If the press-photographer wishes to follow these tactics he may profit, even in a very large city; for staff-photographers go where city-editors tell them to go, and city-editors have much to think about.

The kinds of subjects bought by newspapers from free-lance photographers are those of local interest, brought to the office while the interest in them is still keen. A large number of such subjects are available daily. The news-photographer may glean his tips from a morning-newspaper and sell his prints to an evening-journal. When he becomes sufficiently well known, he may be called upon and dispatched after a photograph just as the commercial-photographer. But first he must impress the editorial mind by giving it, unasked, the very sort of thing it wants.

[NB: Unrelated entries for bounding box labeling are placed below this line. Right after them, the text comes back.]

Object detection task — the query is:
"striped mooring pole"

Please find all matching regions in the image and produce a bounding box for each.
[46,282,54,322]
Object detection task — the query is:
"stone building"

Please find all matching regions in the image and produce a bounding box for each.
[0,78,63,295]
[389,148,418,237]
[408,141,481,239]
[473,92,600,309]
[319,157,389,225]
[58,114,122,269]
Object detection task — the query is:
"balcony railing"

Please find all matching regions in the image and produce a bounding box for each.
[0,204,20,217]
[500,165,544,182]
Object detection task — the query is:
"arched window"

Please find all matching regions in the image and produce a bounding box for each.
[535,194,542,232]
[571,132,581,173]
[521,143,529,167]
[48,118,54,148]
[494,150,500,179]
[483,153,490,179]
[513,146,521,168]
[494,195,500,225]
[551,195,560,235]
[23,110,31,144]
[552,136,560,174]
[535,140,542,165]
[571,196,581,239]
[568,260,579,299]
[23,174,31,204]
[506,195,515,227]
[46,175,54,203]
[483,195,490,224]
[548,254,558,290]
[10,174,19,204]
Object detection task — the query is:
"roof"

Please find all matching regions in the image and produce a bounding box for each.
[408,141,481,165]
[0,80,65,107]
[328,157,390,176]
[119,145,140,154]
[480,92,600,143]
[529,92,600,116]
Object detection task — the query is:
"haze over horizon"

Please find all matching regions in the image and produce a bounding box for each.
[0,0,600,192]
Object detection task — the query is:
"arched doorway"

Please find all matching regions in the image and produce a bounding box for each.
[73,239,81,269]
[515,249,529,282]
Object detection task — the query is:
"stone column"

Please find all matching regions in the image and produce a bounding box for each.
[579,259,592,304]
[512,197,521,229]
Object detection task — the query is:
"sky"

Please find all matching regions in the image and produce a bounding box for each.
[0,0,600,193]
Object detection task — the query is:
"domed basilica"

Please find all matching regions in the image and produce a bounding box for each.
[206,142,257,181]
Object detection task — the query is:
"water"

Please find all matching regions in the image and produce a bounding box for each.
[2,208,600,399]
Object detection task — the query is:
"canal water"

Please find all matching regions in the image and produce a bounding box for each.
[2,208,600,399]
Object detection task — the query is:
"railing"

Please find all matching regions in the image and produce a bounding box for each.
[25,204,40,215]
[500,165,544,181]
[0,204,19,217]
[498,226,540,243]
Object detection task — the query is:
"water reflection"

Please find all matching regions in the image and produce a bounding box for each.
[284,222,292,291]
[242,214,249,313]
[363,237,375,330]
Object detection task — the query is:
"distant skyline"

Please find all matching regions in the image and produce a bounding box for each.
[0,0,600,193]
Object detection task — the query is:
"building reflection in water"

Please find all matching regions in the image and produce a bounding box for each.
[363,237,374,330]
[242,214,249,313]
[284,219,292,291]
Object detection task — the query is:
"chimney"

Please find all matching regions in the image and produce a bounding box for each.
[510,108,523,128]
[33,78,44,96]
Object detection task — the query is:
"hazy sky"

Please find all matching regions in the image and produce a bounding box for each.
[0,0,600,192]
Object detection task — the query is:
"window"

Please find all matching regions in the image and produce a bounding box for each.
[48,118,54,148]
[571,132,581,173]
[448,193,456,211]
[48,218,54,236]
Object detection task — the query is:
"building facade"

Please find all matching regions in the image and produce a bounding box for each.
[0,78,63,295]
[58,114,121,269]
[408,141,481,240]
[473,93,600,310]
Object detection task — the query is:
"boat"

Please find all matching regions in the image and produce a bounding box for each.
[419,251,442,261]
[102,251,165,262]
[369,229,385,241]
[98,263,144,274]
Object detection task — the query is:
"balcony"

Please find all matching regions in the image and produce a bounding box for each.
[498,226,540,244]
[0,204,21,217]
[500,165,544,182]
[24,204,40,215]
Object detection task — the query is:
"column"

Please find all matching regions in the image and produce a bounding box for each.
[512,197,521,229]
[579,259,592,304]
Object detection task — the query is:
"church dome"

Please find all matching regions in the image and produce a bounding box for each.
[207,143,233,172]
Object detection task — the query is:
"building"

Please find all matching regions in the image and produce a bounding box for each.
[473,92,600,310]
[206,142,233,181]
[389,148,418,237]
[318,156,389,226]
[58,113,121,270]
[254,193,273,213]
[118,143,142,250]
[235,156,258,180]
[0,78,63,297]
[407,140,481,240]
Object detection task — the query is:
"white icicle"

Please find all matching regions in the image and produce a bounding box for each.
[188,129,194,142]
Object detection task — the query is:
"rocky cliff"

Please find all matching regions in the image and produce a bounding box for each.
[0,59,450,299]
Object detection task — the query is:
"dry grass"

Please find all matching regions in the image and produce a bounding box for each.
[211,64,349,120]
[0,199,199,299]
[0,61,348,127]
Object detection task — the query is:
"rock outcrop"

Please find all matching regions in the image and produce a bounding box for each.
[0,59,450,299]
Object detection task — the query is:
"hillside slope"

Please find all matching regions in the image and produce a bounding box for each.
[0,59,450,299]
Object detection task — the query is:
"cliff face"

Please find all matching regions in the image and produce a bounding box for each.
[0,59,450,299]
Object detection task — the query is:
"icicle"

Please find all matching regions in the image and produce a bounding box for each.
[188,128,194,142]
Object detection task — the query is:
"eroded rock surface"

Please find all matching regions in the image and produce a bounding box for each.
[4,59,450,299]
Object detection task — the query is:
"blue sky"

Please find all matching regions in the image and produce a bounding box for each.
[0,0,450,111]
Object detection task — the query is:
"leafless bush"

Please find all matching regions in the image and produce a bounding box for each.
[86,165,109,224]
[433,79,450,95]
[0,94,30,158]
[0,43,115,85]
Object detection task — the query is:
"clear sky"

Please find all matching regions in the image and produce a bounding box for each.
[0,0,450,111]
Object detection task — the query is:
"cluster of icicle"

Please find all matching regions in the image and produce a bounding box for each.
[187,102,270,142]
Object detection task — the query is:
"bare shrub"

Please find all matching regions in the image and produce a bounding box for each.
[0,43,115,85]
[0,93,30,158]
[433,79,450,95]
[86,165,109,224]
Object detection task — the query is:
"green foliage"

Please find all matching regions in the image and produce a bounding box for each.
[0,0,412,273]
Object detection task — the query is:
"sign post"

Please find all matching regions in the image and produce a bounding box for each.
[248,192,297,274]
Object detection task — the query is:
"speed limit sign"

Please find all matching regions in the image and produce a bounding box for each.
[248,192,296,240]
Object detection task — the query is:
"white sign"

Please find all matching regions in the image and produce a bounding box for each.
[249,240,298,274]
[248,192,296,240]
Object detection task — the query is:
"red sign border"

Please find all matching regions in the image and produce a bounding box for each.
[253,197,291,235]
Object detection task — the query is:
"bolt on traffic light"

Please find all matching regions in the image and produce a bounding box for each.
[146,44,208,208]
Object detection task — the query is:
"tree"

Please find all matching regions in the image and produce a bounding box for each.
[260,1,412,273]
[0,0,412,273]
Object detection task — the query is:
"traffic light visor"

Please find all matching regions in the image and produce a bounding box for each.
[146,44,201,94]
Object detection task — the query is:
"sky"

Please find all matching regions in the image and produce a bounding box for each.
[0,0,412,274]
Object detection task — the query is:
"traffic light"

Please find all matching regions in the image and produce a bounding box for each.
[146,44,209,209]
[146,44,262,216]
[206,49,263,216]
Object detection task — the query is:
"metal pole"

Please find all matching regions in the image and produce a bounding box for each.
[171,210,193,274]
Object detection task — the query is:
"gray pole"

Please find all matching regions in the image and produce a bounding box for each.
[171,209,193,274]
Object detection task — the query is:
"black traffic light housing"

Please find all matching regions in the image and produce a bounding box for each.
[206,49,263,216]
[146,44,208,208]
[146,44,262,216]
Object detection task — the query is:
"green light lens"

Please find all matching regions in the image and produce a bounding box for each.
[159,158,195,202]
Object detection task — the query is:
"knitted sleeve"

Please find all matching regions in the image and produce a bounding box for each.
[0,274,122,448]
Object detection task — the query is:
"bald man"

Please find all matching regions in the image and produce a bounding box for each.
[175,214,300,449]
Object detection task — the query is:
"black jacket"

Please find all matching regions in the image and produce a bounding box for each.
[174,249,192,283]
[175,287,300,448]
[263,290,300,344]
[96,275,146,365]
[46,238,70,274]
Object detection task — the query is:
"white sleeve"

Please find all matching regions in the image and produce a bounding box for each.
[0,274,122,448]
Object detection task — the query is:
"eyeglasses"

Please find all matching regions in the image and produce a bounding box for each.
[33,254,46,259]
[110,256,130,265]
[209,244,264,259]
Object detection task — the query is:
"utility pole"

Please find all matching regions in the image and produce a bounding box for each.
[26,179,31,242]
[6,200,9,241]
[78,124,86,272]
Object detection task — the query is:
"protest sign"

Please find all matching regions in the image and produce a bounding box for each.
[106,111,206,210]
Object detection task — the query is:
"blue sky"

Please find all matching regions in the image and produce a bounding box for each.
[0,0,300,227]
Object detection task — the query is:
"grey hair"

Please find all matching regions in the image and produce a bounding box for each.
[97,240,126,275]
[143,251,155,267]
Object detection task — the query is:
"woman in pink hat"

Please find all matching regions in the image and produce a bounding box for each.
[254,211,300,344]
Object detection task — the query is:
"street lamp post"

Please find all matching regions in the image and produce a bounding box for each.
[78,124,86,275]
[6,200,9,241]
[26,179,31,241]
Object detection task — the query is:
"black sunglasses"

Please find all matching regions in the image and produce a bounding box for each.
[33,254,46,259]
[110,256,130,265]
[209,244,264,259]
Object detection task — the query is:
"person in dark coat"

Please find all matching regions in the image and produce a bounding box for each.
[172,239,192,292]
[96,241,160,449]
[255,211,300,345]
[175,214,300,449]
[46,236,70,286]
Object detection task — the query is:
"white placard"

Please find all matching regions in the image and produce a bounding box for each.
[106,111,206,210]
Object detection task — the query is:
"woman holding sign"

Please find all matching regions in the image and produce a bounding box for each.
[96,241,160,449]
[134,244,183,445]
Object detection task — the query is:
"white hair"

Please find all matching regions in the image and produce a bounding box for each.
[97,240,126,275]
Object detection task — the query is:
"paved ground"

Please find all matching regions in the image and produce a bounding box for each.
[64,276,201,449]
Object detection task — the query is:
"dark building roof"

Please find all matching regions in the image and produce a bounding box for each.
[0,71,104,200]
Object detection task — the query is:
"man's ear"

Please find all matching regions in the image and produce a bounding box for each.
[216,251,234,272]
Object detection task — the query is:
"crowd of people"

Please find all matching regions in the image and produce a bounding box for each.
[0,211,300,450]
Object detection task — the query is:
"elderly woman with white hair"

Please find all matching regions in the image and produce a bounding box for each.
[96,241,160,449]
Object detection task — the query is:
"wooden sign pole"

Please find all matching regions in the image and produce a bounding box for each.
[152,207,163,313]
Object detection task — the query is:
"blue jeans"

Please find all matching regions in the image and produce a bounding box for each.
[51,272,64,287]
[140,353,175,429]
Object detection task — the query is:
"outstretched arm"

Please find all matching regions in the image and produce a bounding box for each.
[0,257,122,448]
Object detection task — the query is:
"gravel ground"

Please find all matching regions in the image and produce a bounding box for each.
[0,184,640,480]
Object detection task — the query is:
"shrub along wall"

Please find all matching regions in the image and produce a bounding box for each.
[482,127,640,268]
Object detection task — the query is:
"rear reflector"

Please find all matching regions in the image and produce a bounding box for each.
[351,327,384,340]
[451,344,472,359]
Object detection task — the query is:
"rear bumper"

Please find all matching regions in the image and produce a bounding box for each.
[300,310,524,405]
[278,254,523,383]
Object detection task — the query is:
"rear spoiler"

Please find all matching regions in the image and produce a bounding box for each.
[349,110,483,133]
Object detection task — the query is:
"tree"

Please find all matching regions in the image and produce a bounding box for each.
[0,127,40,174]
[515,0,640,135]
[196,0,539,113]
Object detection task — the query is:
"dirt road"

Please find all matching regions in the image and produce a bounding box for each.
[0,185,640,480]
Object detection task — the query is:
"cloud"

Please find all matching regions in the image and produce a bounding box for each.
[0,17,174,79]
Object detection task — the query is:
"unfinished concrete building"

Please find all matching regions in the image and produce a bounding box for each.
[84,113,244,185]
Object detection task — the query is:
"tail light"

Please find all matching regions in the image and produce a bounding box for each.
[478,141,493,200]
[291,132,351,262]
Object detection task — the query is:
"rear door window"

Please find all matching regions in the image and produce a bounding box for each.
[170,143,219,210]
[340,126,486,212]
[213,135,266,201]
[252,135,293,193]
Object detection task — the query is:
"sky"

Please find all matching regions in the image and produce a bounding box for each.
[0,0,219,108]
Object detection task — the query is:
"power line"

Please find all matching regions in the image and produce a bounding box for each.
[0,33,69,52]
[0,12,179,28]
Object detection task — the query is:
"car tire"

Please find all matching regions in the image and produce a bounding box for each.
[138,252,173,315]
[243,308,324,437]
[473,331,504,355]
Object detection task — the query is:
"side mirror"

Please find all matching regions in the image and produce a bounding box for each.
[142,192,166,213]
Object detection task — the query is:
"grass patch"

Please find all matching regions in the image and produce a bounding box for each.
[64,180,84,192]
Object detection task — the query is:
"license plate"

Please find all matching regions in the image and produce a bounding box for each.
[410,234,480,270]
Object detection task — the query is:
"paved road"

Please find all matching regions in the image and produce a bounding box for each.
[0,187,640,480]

The free-lance photographer should see possibilities in many subjects:

Any one of these suggestions holds possibilities for photographs useful to a newspaper; and many more events are just as promising.

The types of photographs used by postcard-makers are known to almost every one. The subjects run from famous buildings and historical monuments to artistic human-interest pictures such as a small kitten sleeping with its feet entangled in a maze of thread with which it has been playing.

At that point, merge the demands of the calendar-makers. They use the human-interest type, and run to landscapes, seascapes, and portraits of pretty girls. Usually the demand of both postcard- and calendar-makers is that the picture tell a story. If it can be used without an explanatory caption, all the better. For an example of a picture-told story, glance at almost any cover of the Saturday Evening Post and note how the whole situation is made clear without one word of explanation. It is that kind of photograph that postcard- and calendar-makers want. If you will glance over the postcard- and calendar-illustrations you have at hand you will readily see the types of photograph used.

Sometimes book-publishers send out calls for special kinds of photographs they need in preparing certain books. In that case, they usually advertise in an appropriate magazine and mention the kind of photograph they wish; for example, historical prints if a history is in preparation. The unlimited variety of books published calls for an unlimited variety of photographs. Certain publisher-photo-services make it their business to supply publishers with the photographs they wish; but that is not hurtful to the prospects of the free-lance, for the photo-services must obtain photographs of every kind from every source, and must be stocked with a larger number and variety of prints than any one magazine or publisher could possibly use. Thus, in fact, the news-photographer has an increased market.

The largest field for the free-lance photographer I have left until last; that is, the magazines. There are so many magazines and such a variety of them that almost any print, if it is of interest at all, should find a place with one of them. Besides the large magazines there are many smaller ones; those devoted to almost any conceivable vocation, and others to almost any interest or hobby.

Besides the publications issued for the great mass of the reading public, there are magazines published solely for advertisers, architects, real-estate agents, automobilists, bakers, confectioners, cement-users, drug-stores, dry-goods merchants, electricians, engineers, miners, bankers, financiers, fraternal members, furniture-dealers, millers, grocers, hardware-sellers, historians, hotel-owners, owners of restaurants, jewelers, labor-union members, lawyers, insurance-agents, soldiers, sailors, municipal workers, printers, publishers, railroad men, magicians, fox-raisers, blacksmiths, fruit-growers, undertakers, stamp-collectors, and scores of others, not to speak of almost two thousand house-organs issued by manufacturers as sales-promotion literature or for the benefit of their employees. And each of these uses photographs occasionally, if not regularly. The photographer need not deplore a lack of sufficient markets for his photographs.